Là aussi, je possède mon placard, sa douce chaleur, sa noirceur d'encre ! Ici, je suis fort, ici, je suis le maître à l'ombre. Mais toujours prisonnier. Il y a toujours ces hommes derrière la vitre qui m'empêchent d'être libre.

Ils me regardent avec de gros yeux ronds emplis d’effrois, la peur déformant leur visage. Je suis, pour eux, un monstre effrayant. Mais, c'est faux ! C'est eux les chiens ! sales chiens méchants comme

papa et moi se trouvons dans la cave. Les braises sifflent, je tremble. Papa, quand il me fixe, a le même regard que les braises : la haine. Alors la pièce pue de mes râles étouffés, alors vient le brasero qui lacère ma peau. 

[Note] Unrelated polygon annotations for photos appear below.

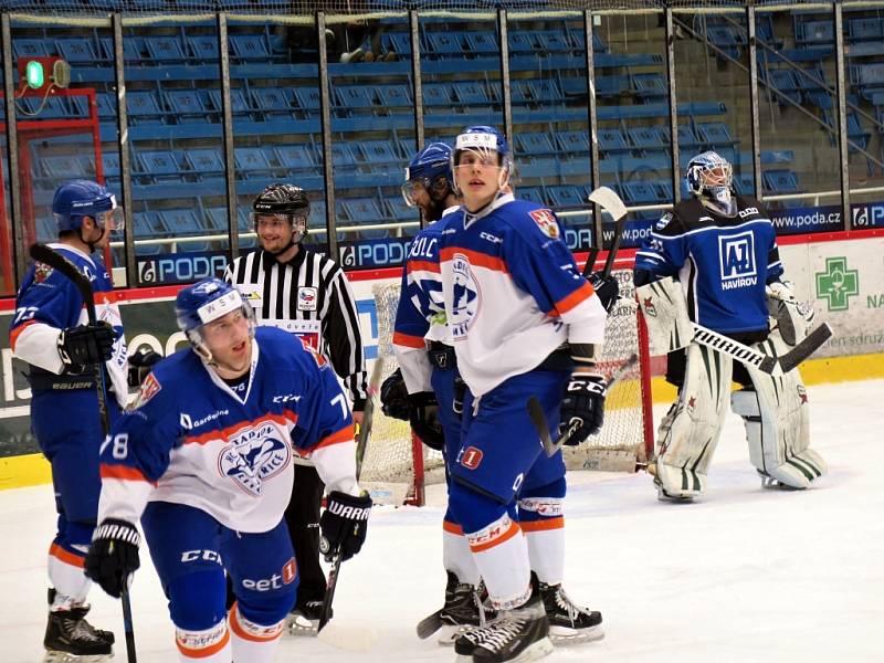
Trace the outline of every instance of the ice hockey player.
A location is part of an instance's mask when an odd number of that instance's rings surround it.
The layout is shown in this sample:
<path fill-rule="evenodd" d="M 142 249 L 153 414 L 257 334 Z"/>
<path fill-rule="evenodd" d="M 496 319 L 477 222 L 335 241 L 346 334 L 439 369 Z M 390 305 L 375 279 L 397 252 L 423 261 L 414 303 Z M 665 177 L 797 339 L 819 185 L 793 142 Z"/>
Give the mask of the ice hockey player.
<path fill-rule="evenodd" d="M 552 212 L 503 191 L 512 157 L 497 129 L 465 129 L 452 164 L 462 206 L 440 222 L 441 274 L 469 390 L 449 508 L 501 612 L 455 651 L 476 662 L 534 660 L 551 652 L 550 625 L 601 634 L 601 615 L 561 589 L 565 463 L 544 453 L 526 403 L 536 397 L 554 430 L 579 422 L 575 443 L 599 430 L 606 311 Z"/>
<path fill-rule="evenodd" d="M 270 663 L 297 587 L 283 520 L 295 452 L 329 490 L 329 556 L 365 540 L 371 498 L 356 482 L 352 419 L 328 362 L 291 334 L 255 329 L 223 281 L 183 288 L 176 314 L 190 347 L 154 367 L 102 450 L 86 573 L 120 594 L 139 566 L 140 518 L 179 660 Z"/>
<path fill-rule="evenodd" d="M 662 323 L 684 319 L 768 355 L 788 351 L 803 338 L 812 309 L 781 280 L 770 217 L 758 200 L 734 193 L 732 166 L 714 151 L 691 159 L 685 180 L 692 197 L 663 214 L 635 260 L 652 336 L 684 337 Z M 669 349 L 666 379 L 678 398 L 657 432 L 653 467 L 661 499 L 690 501 L 705 491 L 732 378 L 740 389 L 730 407 L 745 420 L 749 459 L 762 483 L 807 488 L 825 472 L 808 448 L 807 391 L 797 369 L 770 376 L 696 343 Z"/>
<path fill-rule="evenodd" d="M 92 582 L 83 560 L 98 512 L 98 448 L 104 439 L 94 365 L 104 366 L 107 412 L 112 419 L 126 403 L 126 340 L 119 308 L 107 294 L 110 276 L 97 250 L 123 228 L 123 209 L 107 189 L 72 180 L 55 191 L 52 213 L 59 231 L 50 246 L 88 276 L 98 323 L 91 325 L 74 283 L 36 263 L 24 276 L 10 326 L 10 346 L 28 362 L 31 430 L 52 465 L 55 538 L 49 548 L 49 623 L 45 661 L 73 656 L 109 660 L 114 634 L 86 621 Z"/>
<path fill-rule="evenodd" d="M 309 248 L 307 193 L 294 185 L 270 185 L 252 202 L 261 249 L 236 257 L 224 278 L 252 306 L 257 324 L 296 334 L 327 358 L 349 392 L 361 423 L 366 361 L 359 314 L 349 282 L 334 260 Z M 325 486 L 309 459 L 295 457 L 294 492 L 285 520 L 301 573 L 290 630 L 316 634 L 326 579 L 319 566 L 319 505 Z"/>
<path fill-rule="evenodd" d="M 411 421 L 412 430 L 428 446 L 442 451 L 446 478 L 461 445 L 466 388 L 445 325 L 439 271 L 441 225 L 436 221 L 459 208 L 453 187 L 451 147 L 444 143 L 429 144 L 406 169 L 402 196 L 410 207 L 421 210 L 430 225 L 414 236 L 402 270 L 393 333 L 401 368 L 385 380 L 381 389 L 385 413 Z M 450 627 L 440 642 L 452 644 L 462 628 L 477 627 L 492 615 L 481 613 L 478 568 L 451 508 L 442 522 L 442 566 L 448 576 L 444 604 L 421 622 L 418 632 L 425 638 Z"/>

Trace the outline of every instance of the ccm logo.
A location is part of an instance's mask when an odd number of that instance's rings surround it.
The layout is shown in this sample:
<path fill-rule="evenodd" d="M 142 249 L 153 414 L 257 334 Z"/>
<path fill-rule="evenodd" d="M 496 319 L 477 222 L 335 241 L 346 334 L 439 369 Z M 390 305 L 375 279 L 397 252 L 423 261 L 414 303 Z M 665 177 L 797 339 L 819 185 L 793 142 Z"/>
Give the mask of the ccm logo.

Et l’araignée, toujours, qui me domine tandis que le faucon – maman – me toise au loin.

OUI ! TOUS DES ANIMAUX ! Mes camarades me comprennent, eux. Ils s'occupent bien de moi ! Ces sales bestioles rampant avidement ne peuvent pas me toucher ! Pas avec mes amis.

Eux aussi pensent que ces animaux n’ont pas à vivre. Et d’ailleurs, pourquoi ?! Ils m’observent sans cesse comme une chose étrange, me privent de ma liberté ! Il y a ce

jour où le placard me réconforte contre son sein lorsque, subitement, j’entends  une voix résonner, frêle et acide. C'est l'araignée : "Les animaux brûlent ta maison, le brasero ! Le braserooo !"

Alors, je m’enfuis et cours à travers le feu. Il essaie de m’encercler, de me tuer ! Mais la peur du brasero me pousse. Une fenêtre me bloque,

éclat

l’air libre

la puanteur fétide : chair brûlée ! chair brûlée !!

Dehors, des gens qui regardent – TOUS DES CHIENS !!! – et moi qui me cache. Le matin, les brassards rouges !  Des corps calcinés : papa, maman !

la haine !

Voilà les gens qui me rendent captifs, ceux qu'il faut tuer, exterminer, sans cesse ! Les pas des chiens résonnent plus que jamais

TAC

comme le fouet qui me blessait jusqu’au sang. Trois coups contre la porte, la lumière ; le brasero me fixe ; ces chiens me contemplent. La liberté a un prix : ce bouton.

Juste appuyer sur ce bouton. Il faut que je le fasse vite, un seul bouton. MAIS APPUIE, BON SANG !!!

REGARDE-LES SE TORDRE, SE CONVULSER !!! CETTE VERMINE SOUFFRE, PAPA,  MAMAN ! PLUS JAMAIS, PLUS JAMAIS !!

HIIIIIHIIIIIHIIIIII ! CREVEZ ! SALES VERMINES !!!

Toc toc toc

- Herr Schradeur !?

- Oui ?

- Votre repas, Herr Schradeur.

- Posez le plateau là, j’ai encore du travail.

- Dois-je allumer la lum…

- Sortez tout de suite, Herr !! SCHNELL !!!

Me voilà de nouveau seul, moi et les araignées. Quelques cadavres de ces chiens galeux, aux nez pointus, semblent encore vouloir vivre mais je ne m’en soucie pas. Mes Camarades vont les emmener, les entasser comme des ordures.

Ah ! Quel beau spectacle au camp d’Auschwitz !!